When the Revised Statutes of 1950 were adopted, Act No. 372 of 1948 was specifically repealed by Section 2 of Act No. 2, and some provisions of that local option law were enacted as part of the Revised Statutes (R.S. 26:581-96). This revision did not include the adoption of the saving clause, Section 17, of Act No. 372. When local option ordinances were attacked as being contrary to the state law, R.S. 26:581-96, in some respects, this court concluded that the local ordinances remained in full force and effect under R.S. 1:16.
In State v. Bradford, supra, this court held that the prohibition ordinance of Sabine Parish, carrying a $500.00 fine which exceeded the maximum penalty of $100.00 fine and/or 30 days provided in the Revised Statutes of 1950, had not been repealed with their adoption.
In State v. Wilson, supra, the court cited Bradford for the proposition that the general saving clause, R.S. 1:16, continued in effect any ordinance adopted pursuant to prior local option laws. The court so held, although the particular saving clause, Section 17 of Act No. 372 of 1948, had been repealed by and was omitted from the Revised Statutes of 1950.
In State v. Dunning, supra, the defendant conceded that the prohibition ordinance adopted by the Beauregard Parish Police Jury was valid insofar as it did not conflict with the Revised Statutes granting local option authority. The defendant argued, however, that that ordinance was subject to limitation by the contrary provisions of the Revised Statutes of 1950, so that the maximum penalty which could be assessed for violation of the local ordinance should conform to and not exceed the penalty provision of R.S. 26:595. Again citing and relying upon State v. Bradford, supra, this court reasoned that the general saving clause of the Revised Statutes permitted these ordinances which contradicted and exceeded the state provisions now in force concerning local option referendums. There were two dissents in Dunning, which appear to be based upon a finding that resultant discriminatory practices constituted a denial of equal protection. However, that constitutional issue had not been raised and was not before the court.
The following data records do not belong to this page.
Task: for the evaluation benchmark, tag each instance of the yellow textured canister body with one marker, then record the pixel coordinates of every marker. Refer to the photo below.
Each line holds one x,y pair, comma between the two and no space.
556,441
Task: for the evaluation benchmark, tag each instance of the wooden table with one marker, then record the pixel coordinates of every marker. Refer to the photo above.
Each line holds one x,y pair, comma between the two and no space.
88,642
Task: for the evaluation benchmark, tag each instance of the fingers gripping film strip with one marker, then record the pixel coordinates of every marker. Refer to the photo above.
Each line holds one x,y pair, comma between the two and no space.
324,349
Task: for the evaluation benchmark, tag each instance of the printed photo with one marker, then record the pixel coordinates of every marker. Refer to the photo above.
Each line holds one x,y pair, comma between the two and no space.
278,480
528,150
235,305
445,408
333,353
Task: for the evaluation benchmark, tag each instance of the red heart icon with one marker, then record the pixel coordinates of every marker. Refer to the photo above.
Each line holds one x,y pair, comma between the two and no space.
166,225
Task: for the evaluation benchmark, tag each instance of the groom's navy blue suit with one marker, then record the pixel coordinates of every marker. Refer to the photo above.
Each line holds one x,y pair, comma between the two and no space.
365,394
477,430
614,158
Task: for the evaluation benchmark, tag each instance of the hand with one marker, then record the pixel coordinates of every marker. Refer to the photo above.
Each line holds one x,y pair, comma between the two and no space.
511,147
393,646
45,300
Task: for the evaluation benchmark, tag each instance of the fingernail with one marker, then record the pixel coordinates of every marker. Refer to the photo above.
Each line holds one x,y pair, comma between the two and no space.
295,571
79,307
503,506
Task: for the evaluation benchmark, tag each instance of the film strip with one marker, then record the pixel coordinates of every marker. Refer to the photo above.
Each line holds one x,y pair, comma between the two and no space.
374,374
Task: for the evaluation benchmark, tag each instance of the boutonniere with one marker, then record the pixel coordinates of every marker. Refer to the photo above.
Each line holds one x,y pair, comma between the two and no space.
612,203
On 112 Grocery v. Cappel, supra, a mandamus proceeding was brought to obtain an alcoholic beverages retail license in a ward of Rapides Parish which was dry under local ordinance passed in 1937 pursuant to local option referendum. The Third Circuit Court of Appeal reasoned that while
Recognizing that under our jurisprudential statutory interpretation local option Ordinance No. 100 of Claiborne Parish is still in effect, we move to the constitutional issues raised by this defendant, which have never been considered by this court before: Does the ordinance deprive this defendant of his constitutional rights of due process and equal protection?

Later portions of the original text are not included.